HNA Airport is a unit of HNA Modern Logistics, the Chinese conglomerate’s logistics and industrial arm whose assets includes Swissport International, a Zurich-based air cargo handler that HNA acquired for $2.8 billion in 2015.
The airport deals come as China plans to further tighten the screws on overseas acquisitions by Chinese companies and borrowing to fund those transactions. However, the State Administration of Foreign Exchange said last week that domestic companies would still be encouraged to participate in Belt and Road activities.
The regulators stepped up pressure in June, which followed capital controls imposed by Beijing late last year. Chinese lenders were ordered to assess exposure to some of the more aggressive dealmakers, including HNA, the property-to-film conglomerate Dalian Wanda and Anbang Insurance Group.
Under pressure from regulators, Wanda last month announced a $9 billion property sale in China. On Tuesday, the group, however, denied media reports about it fielding offers to sell two real-estate projects in Australia.
“Wanda has never had any negotiations with any party,” said John Wei, managing director of Wanda One Sydney, the group’s Australian unit. “The construction of the two projects is moving forward smoothly, and apartment sales remain strong.”
At least two of HNA’s overseas deals have hit a hurdle as a result of the crackdown on transferring money outside China.
These deals are its announced acquisition of the London-based International Currency Exchange for about 200 million pounds ($264.36 million) and a mandatory tender offer to buy a larger stake in a Swedish hotel group.
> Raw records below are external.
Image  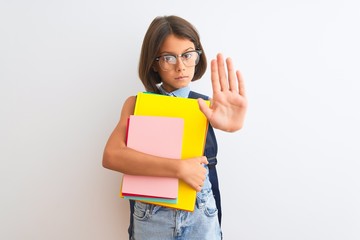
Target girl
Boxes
[103,16,247,240]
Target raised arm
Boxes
[199,54,247,132]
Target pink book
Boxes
[121,115,184,199]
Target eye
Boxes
[162,55,176,63]
[182,52,194,60]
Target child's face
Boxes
[155,35,195,92]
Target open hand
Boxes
[198,53,247,132]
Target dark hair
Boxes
[139,16,207,92]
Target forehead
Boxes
[160,34,195,53]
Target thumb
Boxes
[198,98,211,119]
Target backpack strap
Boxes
[189,91,218,167]
[189,91,222,225]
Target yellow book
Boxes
[134,92,209,211]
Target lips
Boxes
[175,76,187,80]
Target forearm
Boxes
[103,146,180,177]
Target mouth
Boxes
[175,76,188,80]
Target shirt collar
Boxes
[159,85,190,98]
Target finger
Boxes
[236,70,246,97]
[198,98,212,119]
[217,53,229,91]
[211,60,221,92]
[226,58,237,91]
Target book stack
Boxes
[120,92,209,211]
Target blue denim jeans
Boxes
[132,168,222,240]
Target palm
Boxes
[199,54,247,132]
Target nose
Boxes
[175,57,185,72]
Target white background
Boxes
[0,0,360,240]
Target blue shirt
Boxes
[159,85,190,98]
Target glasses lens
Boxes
[158,51,200,71]
[159,55,176,71]
[181,51,200,67]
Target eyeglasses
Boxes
[155,50,202,71]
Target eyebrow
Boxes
[159,47,195,56]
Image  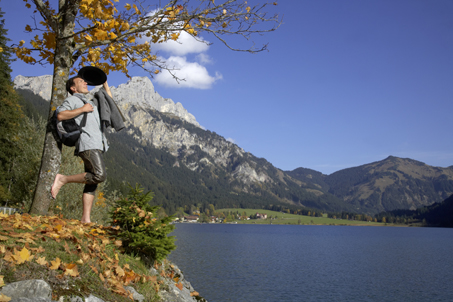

HNA will prioritize investments that are in industries and regions mapped out under China’s Belt and Road scheme, according to a person familiar with the company’s thinking. The group is going through regulatory approval process for the announced deals and pushing them forward, the person said.
The airport deals are small compared to HNA’s multi-billion dollar deals binge last year.
The privately-owned HNA entered into $50 billion of deals over the last two years, buying stakes in logistics firms, hotels and even Deutsche Bank.
The group’s recent deals also included a $10 billion purchase of CIT Group’s aircraft leasing arm, and a $6.5 billion deal for a 25 percent stake in Hilton Worldwide Holdings Inc.
HNA is in talks with offshore financial institutions for the investment in Rio airport and the Belgrade airport bid, Wang said.
HNA received over 70 million euros in subsidies for the Hahn airport deal, in which up to 25.3 million euros comes from the European Commission, Wang said.